Hay agua en otro planeta

 El área de más lluvias anuales registradas está en la isla de Hawai, con 12.500 mm anuales, siendo cercano, otro valor, el de 12.040 mm anuales en Tcherrapundch, India.

Eduardo Rozas
A sólo 20 años luz de distancia del planeta Tierra, se ha encontrado un planeta orbitando la estrella Gliese 581, pero que se halla fuera de nuestra galaxia y que tiene gravedad y temperatura similar a nuestro mundo, por lo que se puede considerar habitable, por tener energía estelar similar a la de nuestra estrella llamada Sol, que es el eje de giro de nuestra galaxia.

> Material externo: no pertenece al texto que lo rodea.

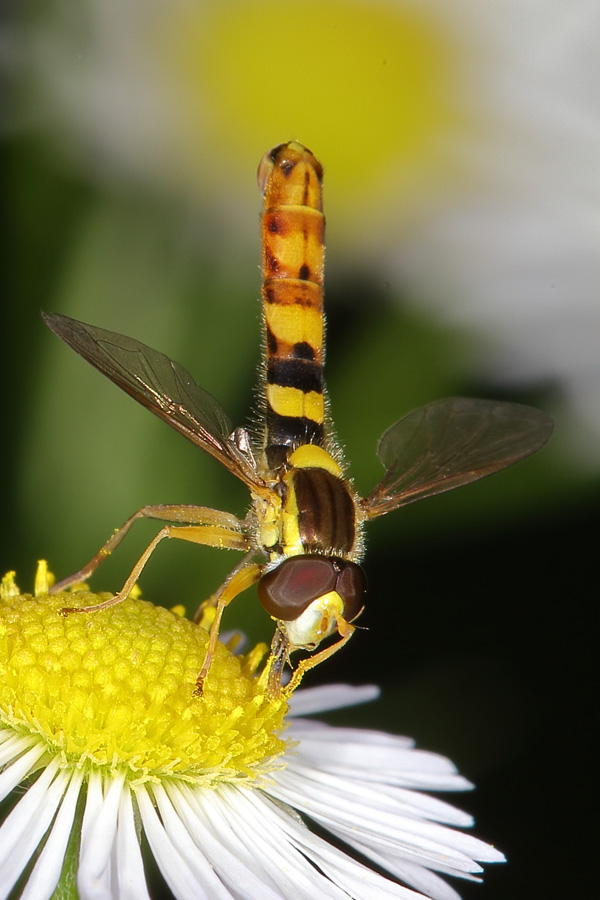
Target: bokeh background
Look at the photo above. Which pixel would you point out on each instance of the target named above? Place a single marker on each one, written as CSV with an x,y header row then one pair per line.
x,y
460,143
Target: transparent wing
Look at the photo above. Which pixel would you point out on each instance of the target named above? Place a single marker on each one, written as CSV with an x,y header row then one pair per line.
x,y
450,443
162,386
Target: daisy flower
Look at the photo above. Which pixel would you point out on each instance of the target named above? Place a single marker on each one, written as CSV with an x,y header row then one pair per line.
x,y
105,747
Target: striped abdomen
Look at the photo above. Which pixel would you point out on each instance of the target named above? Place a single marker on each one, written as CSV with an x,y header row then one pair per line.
x,y
293,229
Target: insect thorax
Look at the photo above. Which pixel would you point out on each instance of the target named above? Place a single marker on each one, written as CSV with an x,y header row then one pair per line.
x,y
313,509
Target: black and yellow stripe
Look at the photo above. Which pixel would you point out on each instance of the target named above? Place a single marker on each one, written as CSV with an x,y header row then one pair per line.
x,y
293,229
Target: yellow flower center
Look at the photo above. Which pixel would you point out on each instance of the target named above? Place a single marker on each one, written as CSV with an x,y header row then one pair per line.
x,y
372,88
116,688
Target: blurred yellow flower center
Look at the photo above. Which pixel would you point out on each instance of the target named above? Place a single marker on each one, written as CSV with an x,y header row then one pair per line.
x,y
115,688
366,85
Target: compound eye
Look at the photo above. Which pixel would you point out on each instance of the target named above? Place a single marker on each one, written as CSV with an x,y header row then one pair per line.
x,y
288,590
351,585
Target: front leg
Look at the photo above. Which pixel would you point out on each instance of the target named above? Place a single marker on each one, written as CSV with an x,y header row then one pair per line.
x,y
214,528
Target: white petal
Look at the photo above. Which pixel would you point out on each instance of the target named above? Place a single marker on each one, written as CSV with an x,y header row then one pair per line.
x,y
378,756
174,867
264,829
205,818
96,877
26,825
399,801
194,857
327,697
19,770
47,870
342,873
129,862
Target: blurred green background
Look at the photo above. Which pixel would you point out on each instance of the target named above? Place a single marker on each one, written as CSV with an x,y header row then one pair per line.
x,y
477,620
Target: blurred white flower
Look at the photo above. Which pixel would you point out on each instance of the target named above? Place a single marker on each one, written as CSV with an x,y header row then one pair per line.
x,y
460,144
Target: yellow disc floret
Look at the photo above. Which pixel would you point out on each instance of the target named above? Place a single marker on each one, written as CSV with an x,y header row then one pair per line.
x,y
116,689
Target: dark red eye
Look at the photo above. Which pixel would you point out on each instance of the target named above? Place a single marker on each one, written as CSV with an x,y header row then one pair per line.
x,y
352,588
288,590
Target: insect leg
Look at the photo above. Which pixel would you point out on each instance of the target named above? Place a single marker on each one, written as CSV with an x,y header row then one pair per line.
x,y
220,529
196,534
242,577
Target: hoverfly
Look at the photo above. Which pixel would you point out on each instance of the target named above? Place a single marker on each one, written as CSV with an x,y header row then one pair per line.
x,y
302,538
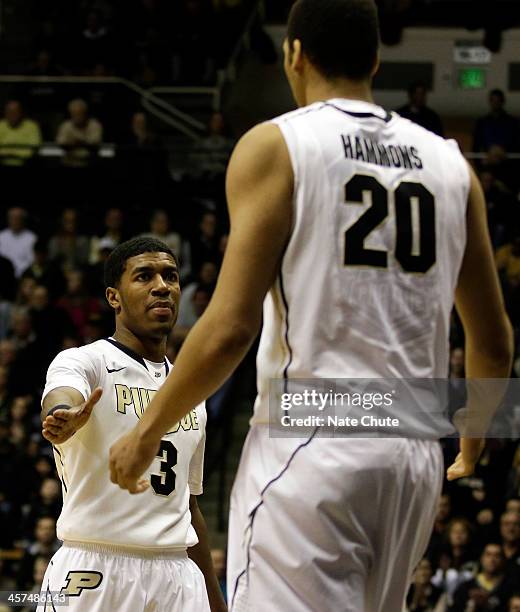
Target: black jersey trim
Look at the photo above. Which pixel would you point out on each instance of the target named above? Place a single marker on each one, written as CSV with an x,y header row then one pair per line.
x,y
387,118
286,335
127,351
253,512
134,355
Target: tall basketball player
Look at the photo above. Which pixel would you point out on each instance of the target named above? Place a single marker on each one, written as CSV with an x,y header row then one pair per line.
x,y
122,553
327,199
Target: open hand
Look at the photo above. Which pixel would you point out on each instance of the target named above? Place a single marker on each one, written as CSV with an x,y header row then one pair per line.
x,y
63,424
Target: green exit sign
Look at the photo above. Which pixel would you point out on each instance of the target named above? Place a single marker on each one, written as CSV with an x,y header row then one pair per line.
x,y
472,78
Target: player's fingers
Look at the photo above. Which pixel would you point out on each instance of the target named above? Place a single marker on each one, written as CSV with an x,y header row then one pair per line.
x,y
53,429
53,439
63,415
138,487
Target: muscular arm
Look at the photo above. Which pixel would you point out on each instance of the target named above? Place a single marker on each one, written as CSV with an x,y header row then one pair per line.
x,y
259,191
488,332
200,554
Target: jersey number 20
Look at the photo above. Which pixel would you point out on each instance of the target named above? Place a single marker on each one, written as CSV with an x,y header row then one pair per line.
x,y
164,484
409,197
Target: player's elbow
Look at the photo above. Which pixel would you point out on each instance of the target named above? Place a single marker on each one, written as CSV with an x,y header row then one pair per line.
x,y
497,347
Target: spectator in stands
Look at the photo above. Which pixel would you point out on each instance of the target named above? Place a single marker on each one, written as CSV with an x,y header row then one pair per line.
x,y
211,154
514,604
5,396
39,568
45,544
44,65
498,127
510,534
207,277
490,589
95,272
205,245
218,557
192,38
507,260
113,232
51,324
501,207
16,241
513,505
80,306
200,301
77,133
8,286
417,111
94,44
68,247
47,502
160,229
423,595
19,137
45,272
456,559
140,134
439,528
457,362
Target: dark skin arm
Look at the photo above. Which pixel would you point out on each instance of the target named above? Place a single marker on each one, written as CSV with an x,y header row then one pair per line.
x,y
259,191
63,424
488,334
200,554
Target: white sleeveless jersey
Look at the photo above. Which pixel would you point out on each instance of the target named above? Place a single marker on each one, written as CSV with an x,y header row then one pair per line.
x,y
367,282
94,509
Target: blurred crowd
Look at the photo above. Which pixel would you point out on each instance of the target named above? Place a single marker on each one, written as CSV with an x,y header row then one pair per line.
x,y
52,297
148,41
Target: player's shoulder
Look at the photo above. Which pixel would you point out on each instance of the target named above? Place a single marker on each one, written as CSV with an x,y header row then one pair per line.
x,y
88,354
299,113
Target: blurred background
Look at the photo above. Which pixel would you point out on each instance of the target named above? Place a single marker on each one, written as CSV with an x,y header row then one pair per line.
x,y
118,119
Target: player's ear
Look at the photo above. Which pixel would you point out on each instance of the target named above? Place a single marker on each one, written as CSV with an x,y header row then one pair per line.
x,y
295,54
113,299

En los planetas circundantes a la Tierra y que giran dentro de su órbita, se ve que no existen posibilidades de condiciones para la vida como hoy lo tiene nuestro planeta, pues o son demasiados fríos o bien muy calientes, no coincidiendo los estados gaseosos, líquidos o sólidos con que se encuentra el agua en la Tierra y que permite que la vida se pueda desarrollar, tal como la conocemos. Eso no quita que hubieran otros tipos de vida como de antimateria, por ejemplo.
Venus y Marte, los planetas más cercanos al nuestro y al Sol que muestran dos facetas súper interesantes: En Venus, el más cercano al Sol, el agua está vaporizada en toda su periferia por exceso de calor y el planeta Marte, a su vez, tiene bajísimas temperaturas en el día y noche solar, por lo que el agua es sólida cubriendo áreas lagunares mostrando escurrimiento de ríos y esteros cuando recibía más calor varios millones de años atrás y ahora entró en etapa de enfriamiento.
La Tierra se enfría también en forma similar a Marte, por supuesto que se requieren millones de años para alcanzar tal grado de enfriamiento.
Aún así, nuestro mundo presenta áreas frías como Vostok, en la Antártida, con temperatura media anual de menos 55,5º Celsius e incluso ha registrado la menor temperatura de la Tierra con la cifra de menos 88,3º Celsius.
El país con mayor temperatura registrada es Libia, con 58º celsius.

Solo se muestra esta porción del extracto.